M. Clemenceau n’est pas suspect d’anarchie ; il n’a pas d’intérêt à son triomphe ; car si l’anarchie triomphait, en même temps que les propriétaires, elle supprimerait les députés — ou ceux qui ont envie de le redevenir.

« La loi contre la presse, écrit M. Clemenceau, fonctionne à la grande satisfaction de M. Raynal. C’est maintenant le tour de M. Jean Grave, coupable d’avoir écrit un livre intitulé : La Société mourante et l’Anarchie.

« Je ne connais pas M. Jean Grave. Je ne sais de lui que ce qu’en a dit M. Octave Mirbeau, dans un article du Journal. C’est un ouvrier cordonnier dont l’âme s’est émue, dont l’esprit s’est ouvert au spectacle des misères et des déchéances humaines.

« Le livre de M. Jean Grave a paru il y a plus d’un an. Personne n’y vit, alors, de matière à poursuites. Pendant toute une année, il s’est impunément étalé à la vitrine de tous nos libraires.

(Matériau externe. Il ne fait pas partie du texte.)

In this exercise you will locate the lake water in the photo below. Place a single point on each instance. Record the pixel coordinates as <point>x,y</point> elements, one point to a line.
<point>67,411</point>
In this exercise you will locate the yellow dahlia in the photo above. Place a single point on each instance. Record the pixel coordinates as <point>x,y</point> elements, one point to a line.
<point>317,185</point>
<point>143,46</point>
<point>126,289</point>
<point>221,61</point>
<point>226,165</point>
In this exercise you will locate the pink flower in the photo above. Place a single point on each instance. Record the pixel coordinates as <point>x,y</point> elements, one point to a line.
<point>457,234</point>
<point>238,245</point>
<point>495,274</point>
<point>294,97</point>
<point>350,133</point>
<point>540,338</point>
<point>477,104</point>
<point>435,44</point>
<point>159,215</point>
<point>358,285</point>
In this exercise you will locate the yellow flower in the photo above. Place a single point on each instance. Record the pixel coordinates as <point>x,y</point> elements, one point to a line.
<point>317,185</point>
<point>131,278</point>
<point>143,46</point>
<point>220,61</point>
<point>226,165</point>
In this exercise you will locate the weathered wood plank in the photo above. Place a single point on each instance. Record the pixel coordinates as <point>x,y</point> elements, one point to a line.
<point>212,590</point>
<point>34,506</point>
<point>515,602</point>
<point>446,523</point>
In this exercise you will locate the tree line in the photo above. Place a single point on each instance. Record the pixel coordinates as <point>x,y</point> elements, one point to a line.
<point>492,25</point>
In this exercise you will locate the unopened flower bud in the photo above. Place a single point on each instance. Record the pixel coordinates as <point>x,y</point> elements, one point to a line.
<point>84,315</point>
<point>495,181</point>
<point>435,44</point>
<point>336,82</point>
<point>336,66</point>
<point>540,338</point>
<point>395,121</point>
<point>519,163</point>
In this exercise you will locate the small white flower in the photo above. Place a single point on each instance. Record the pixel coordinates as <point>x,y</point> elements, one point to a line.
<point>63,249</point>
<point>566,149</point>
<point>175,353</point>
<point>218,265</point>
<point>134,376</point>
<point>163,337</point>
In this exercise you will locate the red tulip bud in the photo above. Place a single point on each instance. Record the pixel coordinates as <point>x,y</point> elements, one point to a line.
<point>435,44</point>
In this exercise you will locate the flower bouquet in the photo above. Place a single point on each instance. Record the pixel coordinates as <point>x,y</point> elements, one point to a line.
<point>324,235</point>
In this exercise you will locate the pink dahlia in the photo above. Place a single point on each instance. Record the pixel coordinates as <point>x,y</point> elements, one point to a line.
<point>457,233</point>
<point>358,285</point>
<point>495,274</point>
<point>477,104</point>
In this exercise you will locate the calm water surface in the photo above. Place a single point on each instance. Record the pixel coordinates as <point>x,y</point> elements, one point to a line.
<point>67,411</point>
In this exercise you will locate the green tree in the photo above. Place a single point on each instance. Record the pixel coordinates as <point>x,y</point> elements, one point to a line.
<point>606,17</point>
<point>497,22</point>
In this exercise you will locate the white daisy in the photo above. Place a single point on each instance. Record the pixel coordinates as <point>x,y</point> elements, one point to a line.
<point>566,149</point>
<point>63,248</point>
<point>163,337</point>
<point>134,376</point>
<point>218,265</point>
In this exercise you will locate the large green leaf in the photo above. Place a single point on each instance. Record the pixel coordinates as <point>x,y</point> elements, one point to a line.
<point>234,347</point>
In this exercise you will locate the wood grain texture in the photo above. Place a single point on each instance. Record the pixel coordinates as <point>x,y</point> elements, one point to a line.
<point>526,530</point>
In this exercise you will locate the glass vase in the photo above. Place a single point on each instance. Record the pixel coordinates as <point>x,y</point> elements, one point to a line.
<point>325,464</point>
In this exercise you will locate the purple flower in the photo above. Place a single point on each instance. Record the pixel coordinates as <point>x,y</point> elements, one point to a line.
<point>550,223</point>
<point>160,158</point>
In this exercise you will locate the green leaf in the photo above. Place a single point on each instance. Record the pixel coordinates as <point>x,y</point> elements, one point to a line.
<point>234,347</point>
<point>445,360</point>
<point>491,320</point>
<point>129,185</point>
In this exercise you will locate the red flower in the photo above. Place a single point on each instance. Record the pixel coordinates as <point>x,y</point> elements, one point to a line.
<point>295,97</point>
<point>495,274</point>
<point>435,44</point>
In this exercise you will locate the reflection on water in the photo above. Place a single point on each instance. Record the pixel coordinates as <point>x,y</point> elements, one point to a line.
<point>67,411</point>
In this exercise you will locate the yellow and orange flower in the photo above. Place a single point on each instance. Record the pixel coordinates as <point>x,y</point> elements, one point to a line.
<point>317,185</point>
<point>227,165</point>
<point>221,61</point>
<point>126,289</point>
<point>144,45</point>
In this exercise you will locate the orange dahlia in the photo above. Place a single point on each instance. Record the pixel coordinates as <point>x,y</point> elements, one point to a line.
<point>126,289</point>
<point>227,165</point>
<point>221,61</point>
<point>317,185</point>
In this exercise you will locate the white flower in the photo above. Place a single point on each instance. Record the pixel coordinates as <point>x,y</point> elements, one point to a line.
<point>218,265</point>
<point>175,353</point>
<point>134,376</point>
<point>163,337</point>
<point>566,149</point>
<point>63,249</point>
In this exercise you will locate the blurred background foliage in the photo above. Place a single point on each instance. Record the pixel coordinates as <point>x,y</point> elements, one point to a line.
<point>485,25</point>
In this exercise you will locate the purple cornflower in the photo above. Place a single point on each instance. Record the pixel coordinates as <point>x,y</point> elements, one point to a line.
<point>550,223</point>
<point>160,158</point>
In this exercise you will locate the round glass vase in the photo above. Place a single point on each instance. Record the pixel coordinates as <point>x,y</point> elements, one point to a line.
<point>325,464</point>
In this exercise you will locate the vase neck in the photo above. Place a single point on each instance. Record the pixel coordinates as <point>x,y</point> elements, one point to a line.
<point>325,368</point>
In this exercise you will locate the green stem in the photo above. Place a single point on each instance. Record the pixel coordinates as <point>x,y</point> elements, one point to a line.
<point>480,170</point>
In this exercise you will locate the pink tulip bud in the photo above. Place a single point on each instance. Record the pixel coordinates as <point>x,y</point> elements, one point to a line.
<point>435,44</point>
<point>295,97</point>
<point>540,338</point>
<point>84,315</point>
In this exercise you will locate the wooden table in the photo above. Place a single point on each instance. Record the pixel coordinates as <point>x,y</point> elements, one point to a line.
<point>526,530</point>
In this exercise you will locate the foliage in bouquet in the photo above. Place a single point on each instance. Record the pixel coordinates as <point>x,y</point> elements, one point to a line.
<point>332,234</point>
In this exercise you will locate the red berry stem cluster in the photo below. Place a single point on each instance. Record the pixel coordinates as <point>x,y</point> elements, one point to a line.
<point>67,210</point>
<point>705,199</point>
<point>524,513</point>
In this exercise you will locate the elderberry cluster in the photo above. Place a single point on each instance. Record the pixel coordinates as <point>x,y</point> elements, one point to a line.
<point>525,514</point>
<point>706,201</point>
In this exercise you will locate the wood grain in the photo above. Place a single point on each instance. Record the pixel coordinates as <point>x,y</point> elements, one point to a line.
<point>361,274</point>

« Survient l’épidémie de bombes. M. Raynal profite de l’affolement des députés pour leur faire voter, dans les transes, une loi de réaction politique qui ne peut arrêter le bras d’aucun jeteur de bombes, mais, qui, en haine d’une répression stupide, lancera peut-être un jour quelque détraqué dans une violence criminelle.

« D’habitude, il est convenu que les lois n’ont pas d’effet rétroactif. M. Antonin Dubost ne s’arrête pas à ces misères. En écrivant son livre, il y a deux ans, M. Jean Grave aurait dû prévoir le règne de M. Casimir-Périer. Le livre est saisi. M. Jean Grave est arrêté. Il a déjà fait un mois de prison préventive pour délit de presse. Cela seul eût soulevé les protestations les plus violentes, quand il y avait un parti républicain.

« Ce livre, je viens de le lire, et mon jugement sur l’écrivain ne diffère pas très sensiblement de celui de M. Mirbeau. La langue est simple, claire et forte tout à la fois. La puissance de critique est vraiment terrible. Que tous ceux qui vivent d’idées toutes faites, reçues de la foule, se gardent d’ouvrir un pareil livre. Il ne peut que les heurter violemment, sans faire jaillir en eux aucune lumière, faute d’éléments appropriés. Pour ceux, au contraire, qui pensent par eux-mêmes, qui ont des idées à eux — quelles qu’elles soient — qui ne craignent pas de soumettre à la critique la plus impitoyable, à la révision la plus radicale, leurs principes — tous leurs principes — leurs doctrines — toutes leurs doctrines — ce livre est bon, car il fait penser.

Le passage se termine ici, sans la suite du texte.